Während die herrschende Meinung der juristischen Lehre davon ausgeht, dass das Einsammeln von Werken aus frei zugänglichen Websites als Text- und Datamining zu betrachten ist und die damit verbunden Vervielfältigungen also der gesetzlichen Schanke unterliegen, wenn kein Rechtevorbehalt erklärt wurde, hat die Initiative Urheberrecht zwei Expert*innen aus den Bereichen IT und Urheberrecht gebeten, sich die einzelnen technischen Vorgänge beim Sammeln und Aufbereiten von Werken zum Zwecke des Maschinentrainings genauer anzusehen und zu beurteilen, ob diese von der gesetzlichen Schranke gedeckt sind.
Das Tandem-Gutachten kommt zu dem klaren und eindeutigen Ergebnis, dass die Vervielfältigungen, Bearbeitungen und öffentlichen Zugänglichmachungen, die für das Maschinentraining erforderlich sind, weit über das hinausgehen, was nach der Schrankenregelung erlaubt ist (Vervielfältigung), und dass daher das Sammeln, Kuratieren und Weiterverarbeiten geschützter Werke zum Zwecke des Maschinentrainings nicht als Text- und Datamining zulässig ist. [Das Gutachten kann in der eLibrary des Verlags abgerufen werden, dessen englische Version finden Sie frei zugänglich auf der Plattform SSRN. Weitere Beiträge von Prof. Stober zu den technischen Vorgängen des Maschinenlernens und deren Dokumentation sind auf der Website der Initiative Urheberrecht veröffentlicht.]
Das Gutachten wurde Ende September 2024 in Berlin vorgestellt und hat für einiges Aufsehen in den Medien gesorgt. Leider ist es in der juristischen Kommentarliteratur noch nicht berücksichtigt. Allerdings zeigt sich in der Politik langsam eine Wirkung: Die Anwendbarkeit der Schranken für Text- und Datamining auf die Nutzung geschützter Werke zum Trainieren von Modellen der künstlichen Intelligenz wird nicht mehr selbstverständlich unterstellt.

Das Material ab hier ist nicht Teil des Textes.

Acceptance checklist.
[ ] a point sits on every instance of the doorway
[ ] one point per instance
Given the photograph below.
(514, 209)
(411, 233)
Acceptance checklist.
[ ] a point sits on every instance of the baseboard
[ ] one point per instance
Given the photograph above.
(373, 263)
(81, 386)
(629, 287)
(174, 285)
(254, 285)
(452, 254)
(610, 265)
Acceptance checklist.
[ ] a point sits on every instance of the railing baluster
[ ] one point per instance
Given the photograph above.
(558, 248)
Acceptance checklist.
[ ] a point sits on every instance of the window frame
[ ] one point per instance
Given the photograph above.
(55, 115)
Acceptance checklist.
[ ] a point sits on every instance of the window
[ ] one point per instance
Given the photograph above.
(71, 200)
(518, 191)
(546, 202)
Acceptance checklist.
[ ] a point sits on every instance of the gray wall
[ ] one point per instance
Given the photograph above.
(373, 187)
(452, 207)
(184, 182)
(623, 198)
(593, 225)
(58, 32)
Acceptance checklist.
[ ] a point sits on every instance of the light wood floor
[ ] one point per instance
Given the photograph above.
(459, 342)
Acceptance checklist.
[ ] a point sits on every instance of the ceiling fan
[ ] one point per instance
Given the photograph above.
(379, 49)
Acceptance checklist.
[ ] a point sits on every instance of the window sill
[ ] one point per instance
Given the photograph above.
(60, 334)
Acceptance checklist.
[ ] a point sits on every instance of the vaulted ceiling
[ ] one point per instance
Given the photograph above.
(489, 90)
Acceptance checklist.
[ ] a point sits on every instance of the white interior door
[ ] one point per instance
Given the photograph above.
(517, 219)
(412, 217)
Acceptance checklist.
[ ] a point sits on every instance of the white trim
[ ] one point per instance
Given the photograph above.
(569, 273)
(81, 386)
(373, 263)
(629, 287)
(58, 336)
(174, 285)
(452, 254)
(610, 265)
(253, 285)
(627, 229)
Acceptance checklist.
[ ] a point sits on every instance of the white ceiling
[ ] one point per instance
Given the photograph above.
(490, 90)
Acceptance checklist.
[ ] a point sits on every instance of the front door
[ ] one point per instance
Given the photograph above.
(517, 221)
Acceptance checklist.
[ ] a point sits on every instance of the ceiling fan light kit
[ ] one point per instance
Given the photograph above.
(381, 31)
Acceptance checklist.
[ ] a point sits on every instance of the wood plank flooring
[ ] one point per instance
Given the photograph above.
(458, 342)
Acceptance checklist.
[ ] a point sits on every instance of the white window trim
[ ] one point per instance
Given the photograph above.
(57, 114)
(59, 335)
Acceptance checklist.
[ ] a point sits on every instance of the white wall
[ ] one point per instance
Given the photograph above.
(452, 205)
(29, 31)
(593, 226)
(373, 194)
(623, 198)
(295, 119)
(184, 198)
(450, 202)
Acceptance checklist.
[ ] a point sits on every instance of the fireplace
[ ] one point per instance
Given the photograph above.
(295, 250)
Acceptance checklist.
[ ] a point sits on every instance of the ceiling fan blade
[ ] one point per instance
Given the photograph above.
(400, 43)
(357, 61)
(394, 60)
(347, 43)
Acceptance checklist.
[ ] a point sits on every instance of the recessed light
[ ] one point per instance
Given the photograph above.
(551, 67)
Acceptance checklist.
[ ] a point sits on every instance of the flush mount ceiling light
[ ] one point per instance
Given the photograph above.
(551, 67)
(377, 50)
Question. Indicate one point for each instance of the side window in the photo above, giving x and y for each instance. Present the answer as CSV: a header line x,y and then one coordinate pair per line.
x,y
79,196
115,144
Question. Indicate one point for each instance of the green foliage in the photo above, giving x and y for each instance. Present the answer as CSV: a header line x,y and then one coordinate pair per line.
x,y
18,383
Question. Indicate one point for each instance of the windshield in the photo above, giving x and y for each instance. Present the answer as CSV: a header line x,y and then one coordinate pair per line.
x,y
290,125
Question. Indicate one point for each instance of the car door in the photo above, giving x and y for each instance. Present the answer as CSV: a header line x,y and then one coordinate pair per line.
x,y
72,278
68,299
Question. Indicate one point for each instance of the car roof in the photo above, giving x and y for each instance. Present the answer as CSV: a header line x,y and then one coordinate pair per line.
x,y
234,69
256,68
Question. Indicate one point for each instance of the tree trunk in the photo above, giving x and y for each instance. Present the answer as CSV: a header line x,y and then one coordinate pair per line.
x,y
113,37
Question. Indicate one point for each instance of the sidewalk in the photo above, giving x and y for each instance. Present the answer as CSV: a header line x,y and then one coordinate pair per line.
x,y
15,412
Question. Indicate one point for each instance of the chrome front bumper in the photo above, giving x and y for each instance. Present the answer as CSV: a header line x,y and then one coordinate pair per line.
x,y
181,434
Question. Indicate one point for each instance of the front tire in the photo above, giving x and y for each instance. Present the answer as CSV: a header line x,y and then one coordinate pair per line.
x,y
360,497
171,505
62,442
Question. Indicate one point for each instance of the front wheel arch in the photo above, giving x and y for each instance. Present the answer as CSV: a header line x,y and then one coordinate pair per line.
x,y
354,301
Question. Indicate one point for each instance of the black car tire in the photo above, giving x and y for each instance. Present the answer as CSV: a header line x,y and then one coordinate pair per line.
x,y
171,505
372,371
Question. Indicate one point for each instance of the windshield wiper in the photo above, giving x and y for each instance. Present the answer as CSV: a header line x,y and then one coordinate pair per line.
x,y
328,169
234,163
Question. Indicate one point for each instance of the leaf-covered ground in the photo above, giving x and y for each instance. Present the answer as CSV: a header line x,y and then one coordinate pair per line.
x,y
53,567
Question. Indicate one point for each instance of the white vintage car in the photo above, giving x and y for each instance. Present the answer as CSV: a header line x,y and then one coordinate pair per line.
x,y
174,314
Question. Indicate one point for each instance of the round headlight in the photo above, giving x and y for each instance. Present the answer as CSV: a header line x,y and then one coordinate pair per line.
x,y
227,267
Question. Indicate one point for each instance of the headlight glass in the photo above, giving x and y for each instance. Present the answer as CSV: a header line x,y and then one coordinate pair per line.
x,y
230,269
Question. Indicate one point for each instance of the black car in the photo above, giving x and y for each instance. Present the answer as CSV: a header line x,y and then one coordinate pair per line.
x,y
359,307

Wie (zum Zeitpunkt der Verfassung dieses Berichts noch inoffiziell) zu hören ist, will die neue Regierung im Urheberrecht dafür sorgen, dass ein angemessener Ausgleich der Interessen aller Akteur*innen – Kreative, Wirtschaft und Nutzer*innen – stattfindet. „Urheber müssen für die Nutzung ihrer bei der Entwicklung generativer KI notwendigerweise verwendeten Werke angemessen vergütet werden.“ Dies lässt hoffen.
VG Bild-Kunst
Nach ausführlicher und umfangreicher Diskussion hat die Mitgliederversammlung der VG Bild-Kunst im Juli 2024 Änderungen der Wahrnehmungsverträge beschlossen und damit das Mandat der VG Bild-Kunst um Rechte und Nutzungen im Zusammenhang mit künstlicher Intelligenz erweitert.
Die VG Bild-Kunst hat daraufhin einen Rechtevorbehalt für diejenigen Mitglieder ausgesprochen, die ihr entweder das Vervielfältigungs- und Verbreitungsrecht (Repro-Recht) eingeräumt oder der Ergänzung des Wahrnehmungsvertrages zugestimmt haben.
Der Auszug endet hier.